The day Yoshi died was the worst day of my life, second only to the night I learned of my brother Yakko’s suicide – worse, even, than when my own mother died, for she had been conscious until the last hour of her life. My Lila, her daughter; April, who called her Mom #2; two young women standing up to an incalculable loss. Nothing, nothing ever prepares you for the loss of a parent, not age, not health status, not knowing that death is inevitable, nothing. Nothing.
I was losing a woman who had given me dignity, who had taken my husband and me in without question, because her daughter loved us. As I watched Lila’s mother slip away from us, as I watched Lila stand up, I knew that part of my own existence was going with her. But she had taught me a lot, as I would say days later at her funeral. I never expected, though, that because of Yoshi I would sing again so soon, fulfilling a promised I’d made to her. I’d been quite sure that that was a long, long, long way off.

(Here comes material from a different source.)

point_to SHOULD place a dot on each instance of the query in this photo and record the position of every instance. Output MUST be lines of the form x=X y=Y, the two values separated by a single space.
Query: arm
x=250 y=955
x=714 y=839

I heard Yoshi a year after that, or had a very strong sense of her, a year later when Leopoldine passed away at our house. I’m not psychic – my mother was – but I sensed her laughter and I sensed that she’d come to pick up Leo; and then I sensed that, laughing, she and Leo went over the Rainbow Bridge together. I sensed that they were both healthy and vigorous, Leo giving a joyful leap before disappearing over the Bridge.
I feel Yoshi sometimes when I cook. Yoshi was a marvelous cook, as Lila is. I see Gabby cook – like the old folks, she’s a natural – and I’m reminded of Yoshi, who she never knew. I see her in Brian’s cooking attempts. Yoshi was all about good food. She didn’t eat crap. When Lila was a little girl, Yoshi simply eliminated sodas and junk food from the household, minimizing nutritional deficiencies and cultivating tastes for great coffee, tea, and proper food prepared right. She was using marinades and herbal rubs before they became cool. She grew her own herbs. She hated false ingredients and accepted no substitutes.
Although my life has a hole in it that will be there for the rest of my days, it’s better for having had Yoshi in it. No one else on earth can ever take the place of one’s mother; but in Yoshi, I had more than my best friend’s mother, I had a Mom #2; I had the most important of all things, a mother/friend.